SAN DIEGO (KGTV) - San Diego City Council Tuesday night unanimously passed the location of a high-pressure underground pipeline to move sewage from San Diego's Morena treatment plant to a facility in Miramar.
The City Council proposed constructing the pipe under a hilly route beneath some of the busiest intersections in Clairemont and University City.
City Councilmember David Alvarez issued the following statement after the vote:
“Today’s approval of the Pure Water Program’s North City Project is important for the future of San Diego drinking water and is an excellent long-term investment and solution for addressing the City's water needs. Pure Water will give us more control over the water our residents need and make the City less vulnerable to the rising costs of imported water. Additionally, Pure Water will reduce ocean pollution, and makes San Diego more resilient against climate impacts.”
Some residents pushed back against the city's proposal, saying the line would have the potential to spew raw sewage into their communities.

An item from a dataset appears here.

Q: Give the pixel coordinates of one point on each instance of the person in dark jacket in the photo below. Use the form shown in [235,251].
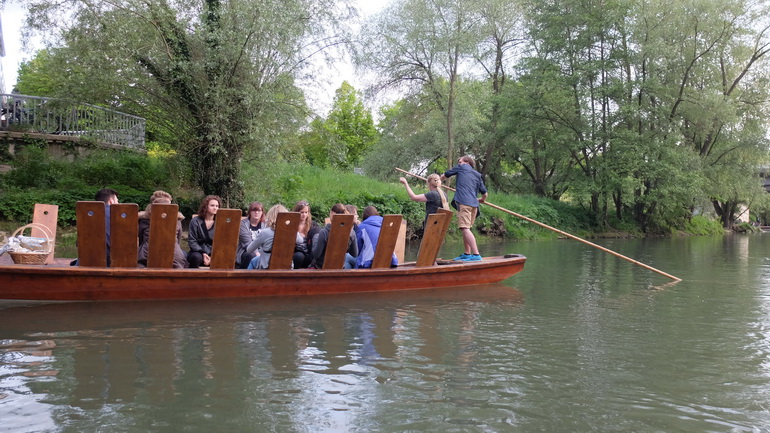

University City resident Ruth DeSantis added that neighbors are concerned over traffic, noise, property values, and even smells seeping out of vents. There's a middle school, park, and hundreds of homes nearby.
The City says it took various measures to minimize health and safety hazards, although some impacts like noise and traffic are unavoidable during construction.
San Diego spokesman Jerry McCormick added that sewage geysers would not be possible under the pipeline system.
Community groups in University City are now teaming up with those in Clairemont to fight the project.
The city is aiming to have about a third of its water supply be reclaimed water by 2035. That would help combat shortages and price increases.